A cosy, stress-free autumnal meal. Great for a weeknight, but would make a lovely Sunday lunch, as well.
Feeds 4
Ingredients
4 – 8 sausages (depending on size)
4 carrots, peeled and sliced on the diagonal
4 apples, peeled and cut into cubes
8 handfuls of brussel sprouts, larger ones halved, smaller ones left whole with a notch in the stem
8 cloves of garlic, whole and unpeeled
2 red onions, peeled and quartered
4 – 6 sprigs of fresh thyme, leaves stripped
Vinaigrette: 4 tsp wholegrain mustard, 4 tsp honey, 2 tbsp red wine vinegar, 2 tbsp olive oil, big pinch of salt and pepper
Method:
Preheat your oven to 375F / 190C / 175C Fan.

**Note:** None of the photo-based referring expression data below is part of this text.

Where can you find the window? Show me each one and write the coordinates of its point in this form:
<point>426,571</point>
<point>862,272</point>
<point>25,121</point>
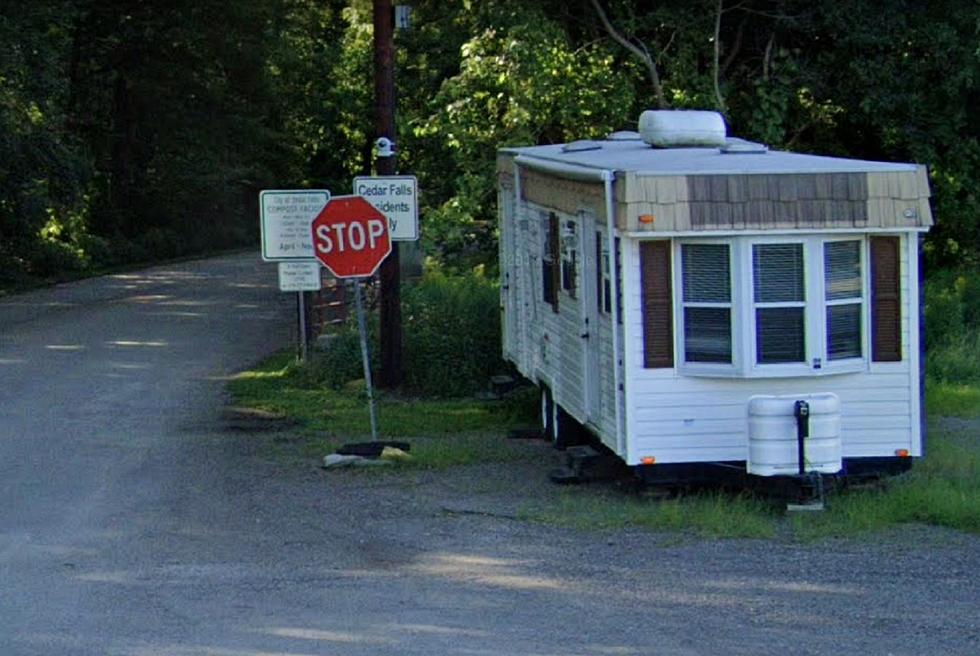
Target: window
<point>549,261</point>
<point>707,303</point>
<point>763,306</point>
<point>603,280</point>
<point>569,258</point>
<point>843,294</point>
<point>780,300</point>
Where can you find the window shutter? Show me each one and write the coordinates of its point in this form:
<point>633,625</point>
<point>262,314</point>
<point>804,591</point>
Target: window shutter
<point>658,306</point>
<point>886,301</point>
<point>555,244</point>
<point>598,271</point>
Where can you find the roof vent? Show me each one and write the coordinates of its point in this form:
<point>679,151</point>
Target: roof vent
<point>580,146</point>
<point>623,135</point>
<point>679,129</point>
<point>736,146</point>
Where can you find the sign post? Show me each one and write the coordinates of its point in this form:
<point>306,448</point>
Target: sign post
<point>300,276</point>
<point>351,239</point>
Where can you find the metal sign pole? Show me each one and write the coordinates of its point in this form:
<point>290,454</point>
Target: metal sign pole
<point>300,304</point>
<point>362,327</point>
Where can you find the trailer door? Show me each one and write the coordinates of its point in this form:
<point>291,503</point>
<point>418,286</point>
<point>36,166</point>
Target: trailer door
<point>590,320</point>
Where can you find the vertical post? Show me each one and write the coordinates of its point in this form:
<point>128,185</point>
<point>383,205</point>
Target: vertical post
<point>301,309</point>
<point>390,374</point>
<point>365,358</point>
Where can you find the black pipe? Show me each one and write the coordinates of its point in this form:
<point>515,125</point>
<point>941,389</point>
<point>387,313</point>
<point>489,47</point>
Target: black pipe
<point>801,410</point>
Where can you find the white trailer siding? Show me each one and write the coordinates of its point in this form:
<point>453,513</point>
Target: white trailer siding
<point>698,412</point>
<point>677,417</point>
<point>545,346</point>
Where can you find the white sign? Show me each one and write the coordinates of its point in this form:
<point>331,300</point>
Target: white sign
<point>285,215</point>
<point>396,197</point>
<point>299,276</point>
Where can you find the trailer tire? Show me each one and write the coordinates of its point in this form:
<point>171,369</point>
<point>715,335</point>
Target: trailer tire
<point>557,426</point>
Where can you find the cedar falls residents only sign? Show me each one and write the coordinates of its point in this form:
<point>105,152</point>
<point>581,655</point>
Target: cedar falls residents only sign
<point>395,196</point>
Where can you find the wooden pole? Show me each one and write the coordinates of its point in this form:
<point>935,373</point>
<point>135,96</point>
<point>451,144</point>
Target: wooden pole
<point>390,374</point>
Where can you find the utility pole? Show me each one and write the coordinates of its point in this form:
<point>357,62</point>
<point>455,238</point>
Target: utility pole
<point>384,126</point>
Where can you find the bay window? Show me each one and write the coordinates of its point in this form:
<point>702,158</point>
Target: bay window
<point>772,306</point>
<point>707,303</point>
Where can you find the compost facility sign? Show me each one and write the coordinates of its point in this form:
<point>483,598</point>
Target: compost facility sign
<point>350,237</point>
<point>285,216</point>
<point>397,197</point>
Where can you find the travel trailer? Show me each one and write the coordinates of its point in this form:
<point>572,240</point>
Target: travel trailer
<point>695,301</point>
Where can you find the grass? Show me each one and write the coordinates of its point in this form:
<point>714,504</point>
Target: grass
<point>706,514</point>
<point>952,400</point>
<point>443,432</point>
<point>943,489</point>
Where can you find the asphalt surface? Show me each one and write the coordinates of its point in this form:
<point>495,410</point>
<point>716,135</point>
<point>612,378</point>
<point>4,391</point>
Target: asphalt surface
<point>134,522</point>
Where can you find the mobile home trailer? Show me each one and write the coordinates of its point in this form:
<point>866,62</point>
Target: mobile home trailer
<point>679,302</point>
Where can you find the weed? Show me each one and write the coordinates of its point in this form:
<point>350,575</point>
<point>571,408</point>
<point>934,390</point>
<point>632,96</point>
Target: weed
<point>443,432</point>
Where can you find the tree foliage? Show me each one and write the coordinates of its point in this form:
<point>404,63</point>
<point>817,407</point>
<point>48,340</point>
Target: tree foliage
<point>132,130</point>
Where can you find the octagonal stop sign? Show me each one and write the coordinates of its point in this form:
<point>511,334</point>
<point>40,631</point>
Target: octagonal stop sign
<point>350,237</point>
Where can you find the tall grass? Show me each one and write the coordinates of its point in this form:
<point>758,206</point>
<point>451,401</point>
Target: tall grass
<point>451,338</point>
<point>953,327</point>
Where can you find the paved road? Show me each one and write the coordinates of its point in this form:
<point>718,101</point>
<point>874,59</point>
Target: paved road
<point>132,524</point>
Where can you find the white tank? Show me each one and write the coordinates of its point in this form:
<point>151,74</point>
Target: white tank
<point>679,128</point>
<point>772,435</point>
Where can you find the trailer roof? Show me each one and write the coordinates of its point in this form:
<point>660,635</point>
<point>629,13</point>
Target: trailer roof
<point>642,159</point>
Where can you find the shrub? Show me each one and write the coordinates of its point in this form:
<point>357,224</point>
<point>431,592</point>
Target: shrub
<point>452,333</point>
<point>953,327</point>
<point>450,338</point>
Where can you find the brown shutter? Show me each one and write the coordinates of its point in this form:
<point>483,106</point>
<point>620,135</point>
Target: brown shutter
<point>886,300</point>
<point>658,304</point>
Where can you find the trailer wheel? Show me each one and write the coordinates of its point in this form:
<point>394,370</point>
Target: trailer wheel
<point>556,425</point>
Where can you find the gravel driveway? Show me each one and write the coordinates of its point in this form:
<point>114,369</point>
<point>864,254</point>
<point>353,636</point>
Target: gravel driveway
<point>133,522</point>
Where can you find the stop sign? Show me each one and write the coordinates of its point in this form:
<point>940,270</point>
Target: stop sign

Add the sausages, prepared vegetables and thyme leaves to your largest baking tray so everything is in a roughly single layer. Make the vinaigrette by stirring together the ingredients, then pour over the vegetables and sausages. Give everything a good toss around with your hands to coat, then arrange the sausages on top of the vegetables.
Bake for 50 – 60 minutes, turning twice throughout cooking. When the vegetables are soft and charred and the sausages are beautifully golden, it’s done.